Does anyone have any experience with one of these? Would your recommend one?


----------



## Diamondback 2/2 (Mar 25, 2011)

Did you not see the flame comming out of that AR? I hope you don't mind having a ringing in your ears....LOL hell no I wouldn't buy it...


----------



## swordsman (Mar 26, 2011)

im using the "recoil eliminator" for ipsc rifle on my hk mr223 it works pretty good!
the biggest problem has been the re-fiting from 1/2x28tpi to M15x1 to fit the H&K muzzlethreat and how to use a counternut(?) on the short (12mm) thread.
on a match last year in the netherlands the recoil eliminator starts turning around my barrel :eek: cause the counternut was not really fixed on the recoil eliminator.
if you by it, and the threat fits your rifle, i think it is the best recoil eliminiating muzzle device you can get for money, except you are allowed to buy silencers, unfortunately here in germany its only 0,0003% who are lucky and get the licence for it


----------



## 8'Duece (Mar 26, 2011)

JAB said:


> Did you not see the flame comming out of that AR? I hope you don't mind having a ringing in your ears....LOL hell no I wouldn't buy it...



*What ???  Huh ???.........................:eek:*


----------



## Mac_NZ (Mar 27, 2011)

Fuck clearing a room with someone on the same team using one of those.


----------



## mike_cos (Mar 27, 2011)

I Agree with Mac and JAB


----------



## swordsman (Mar 27, 2011)

ok, i agree. for tactical operations its a bit too much of a dragon.
for a single acting ipsc rifle shooter it works fine.
how about the JP bennie cooley tactical compensator -> http://www.jprifles.com/1.4.3_tre.php ?


----------



## Diamondback 2/2 (Mar 27, 2011)

swordsman said:


> ok, i agree. for tactical operations its a bit too much of a dragon.
> for a single acting ipsc rifle shooter it works fine.
> how about the JP bennie cooley tactical compensator -> http://www.jprifles.com/1.4.3_tre.php ?



If you are shooting comps and you’re looking for a break to drop recoil, then I can see the benefit.
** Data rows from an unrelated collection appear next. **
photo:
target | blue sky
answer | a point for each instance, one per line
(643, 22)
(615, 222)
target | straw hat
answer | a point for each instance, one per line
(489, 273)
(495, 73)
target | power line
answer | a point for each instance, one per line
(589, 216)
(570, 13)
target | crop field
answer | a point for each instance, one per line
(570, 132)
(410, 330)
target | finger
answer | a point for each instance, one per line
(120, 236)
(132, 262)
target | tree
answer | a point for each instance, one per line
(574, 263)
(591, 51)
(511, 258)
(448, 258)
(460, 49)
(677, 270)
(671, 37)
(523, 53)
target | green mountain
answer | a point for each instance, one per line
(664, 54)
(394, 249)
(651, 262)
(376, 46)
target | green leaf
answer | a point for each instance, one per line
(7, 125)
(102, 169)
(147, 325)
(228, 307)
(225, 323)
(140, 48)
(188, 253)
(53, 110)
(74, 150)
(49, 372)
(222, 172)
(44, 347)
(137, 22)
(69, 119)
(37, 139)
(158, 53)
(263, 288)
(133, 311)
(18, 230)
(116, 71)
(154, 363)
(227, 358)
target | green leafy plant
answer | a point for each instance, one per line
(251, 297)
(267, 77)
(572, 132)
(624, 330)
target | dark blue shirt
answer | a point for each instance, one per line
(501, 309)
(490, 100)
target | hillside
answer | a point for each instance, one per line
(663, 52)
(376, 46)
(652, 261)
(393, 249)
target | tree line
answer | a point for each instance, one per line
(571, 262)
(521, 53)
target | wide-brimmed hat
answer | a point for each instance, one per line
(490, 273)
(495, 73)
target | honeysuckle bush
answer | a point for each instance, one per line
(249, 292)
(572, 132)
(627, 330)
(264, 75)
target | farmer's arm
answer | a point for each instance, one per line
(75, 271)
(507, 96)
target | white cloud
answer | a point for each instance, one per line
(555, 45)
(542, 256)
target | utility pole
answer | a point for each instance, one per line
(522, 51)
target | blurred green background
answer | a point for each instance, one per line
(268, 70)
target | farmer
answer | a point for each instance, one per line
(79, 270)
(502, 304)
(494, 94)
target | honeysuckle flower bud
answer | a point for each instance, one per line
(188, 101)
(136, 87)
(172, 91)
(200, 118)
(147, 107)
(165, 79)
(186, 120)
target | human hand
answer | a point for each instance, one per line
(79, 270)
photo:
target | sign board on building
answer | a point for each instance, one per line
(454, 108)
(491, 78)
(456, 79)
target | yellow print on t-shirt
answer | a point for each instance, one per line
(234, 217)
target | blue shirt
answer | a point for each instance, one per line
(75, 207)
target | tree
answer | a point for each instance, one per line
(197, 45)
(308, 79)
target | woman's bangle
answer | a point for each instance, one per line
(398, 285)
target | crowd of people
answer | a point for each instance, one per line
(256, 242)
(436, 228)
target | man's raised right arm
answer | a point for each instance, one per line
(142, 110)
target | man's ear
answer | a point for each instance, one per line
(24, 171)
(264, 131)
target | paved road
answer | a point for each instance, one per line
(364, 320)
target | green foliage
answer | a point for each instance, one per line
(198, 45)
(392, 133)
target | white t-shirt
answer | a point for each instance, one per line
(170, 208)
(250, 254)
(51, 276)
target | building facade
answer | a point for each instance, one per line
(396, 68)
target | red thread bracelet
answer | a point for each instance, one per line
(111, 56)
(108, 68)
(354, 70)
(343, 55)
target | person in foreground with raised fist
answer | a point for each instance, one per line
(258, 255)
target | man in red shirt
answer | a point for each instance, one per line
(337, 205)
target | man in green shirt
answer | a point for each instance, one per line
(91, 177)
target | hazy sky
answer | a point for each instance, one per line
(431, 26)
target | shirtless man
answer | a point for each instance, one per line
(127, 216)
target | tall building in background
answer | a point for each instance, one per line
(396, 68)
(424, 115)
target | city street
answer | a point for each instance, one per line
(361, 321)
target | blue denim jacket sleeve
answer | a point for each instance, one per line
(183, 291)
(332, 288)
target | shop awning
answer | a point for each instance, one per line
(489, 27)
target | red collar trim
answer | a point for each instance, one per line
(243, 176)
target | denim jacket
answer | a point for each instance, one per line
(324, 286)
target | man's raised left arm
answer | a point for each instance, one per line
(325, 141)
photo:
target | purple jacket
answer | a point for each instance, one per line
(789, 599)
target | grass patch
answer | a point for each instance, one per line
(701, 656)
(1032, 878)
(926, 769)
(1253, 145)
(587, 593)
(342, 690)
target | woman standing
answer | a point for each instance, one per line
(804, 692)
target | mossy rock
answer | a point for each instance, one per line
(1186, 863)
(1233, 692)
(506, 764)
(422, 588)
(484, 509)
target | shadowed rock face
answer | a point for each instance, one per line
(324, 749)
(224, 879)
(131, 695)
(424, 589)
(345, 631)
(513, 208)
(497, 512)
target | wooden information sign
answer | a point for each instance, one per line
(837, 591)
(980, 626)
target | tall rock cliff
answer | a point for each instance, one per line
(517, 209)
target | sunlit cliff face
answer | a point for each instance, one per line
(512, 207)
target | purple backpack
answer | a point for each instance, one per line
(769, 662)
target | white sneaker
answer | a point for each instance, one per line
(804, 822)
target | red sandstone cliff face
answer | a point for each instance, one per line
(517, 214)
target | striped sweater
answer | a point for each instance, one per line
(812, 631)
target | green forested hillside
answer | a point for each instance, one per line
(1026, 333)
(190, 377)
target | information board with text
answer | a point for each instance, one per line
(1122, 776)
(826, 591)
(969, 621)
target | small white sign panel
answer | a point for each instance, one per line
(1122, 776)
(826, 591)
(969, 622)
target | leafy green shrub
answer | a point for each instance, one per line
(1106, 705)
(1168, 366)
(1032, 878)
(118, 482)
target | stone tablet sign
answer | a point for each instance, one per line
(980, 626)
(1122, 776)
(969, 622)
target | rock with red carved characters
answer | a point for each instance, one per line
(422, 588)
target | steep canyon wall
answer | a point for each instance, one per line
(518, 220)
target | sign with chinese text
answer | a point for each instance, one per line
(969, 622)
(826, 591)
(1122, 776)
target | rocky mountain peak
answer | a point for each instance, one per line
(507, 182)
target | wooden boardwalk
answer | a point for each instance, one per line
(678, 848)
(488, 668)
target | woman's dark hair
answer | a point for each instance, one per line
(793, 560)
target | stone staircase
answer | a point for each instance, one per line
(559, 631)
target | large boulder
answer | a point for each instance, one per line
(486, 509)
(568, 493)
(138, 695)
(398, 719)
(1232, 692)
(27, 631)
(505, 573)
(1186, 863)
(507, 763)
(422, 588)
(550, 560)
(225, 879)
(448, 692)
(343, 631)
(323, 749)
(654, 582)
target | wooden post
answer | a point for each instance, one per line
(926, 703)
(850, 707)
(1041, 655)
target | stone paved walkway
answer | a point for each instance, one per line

I use the YHM break for my comp AR 15, no muzzle rise and I think it cost me $45. Two things you can look to do, is adding weight to the weapon and reduce recoil through breaks, heavy buffers and body positioning.


----------



## AWP (Mar 28, 2011)

Seajack, what is your purpose for the rifle? Competition is different than a battle rifle.

I have an SJC Titan on my USPSA Limited gun and highly recommend them. JP's is solid, the Jerry Miculek comp is good, plus there's another which escapes me at the moment. My Titan is awesome but I wouldn't clear a room with a it.


----------



## Seajack (Apr 23, 2011)

Just competitions. Maybe varmint hunting, but that's the extent.

Sorry for the late reply, forgot about this since I haven't been able to shoot much.


----------



## AWP (Apr 23, 2011)

Competitions? The SJC Titan, the PRI MSTN QC Brake, the JP Tactical Brake, and the Battle Comp 1.0 or 1.5 would be my choices in no particular order with the BattleComp more "range" friendly because it doesn't have the wicked blast from the side that the others do.


----------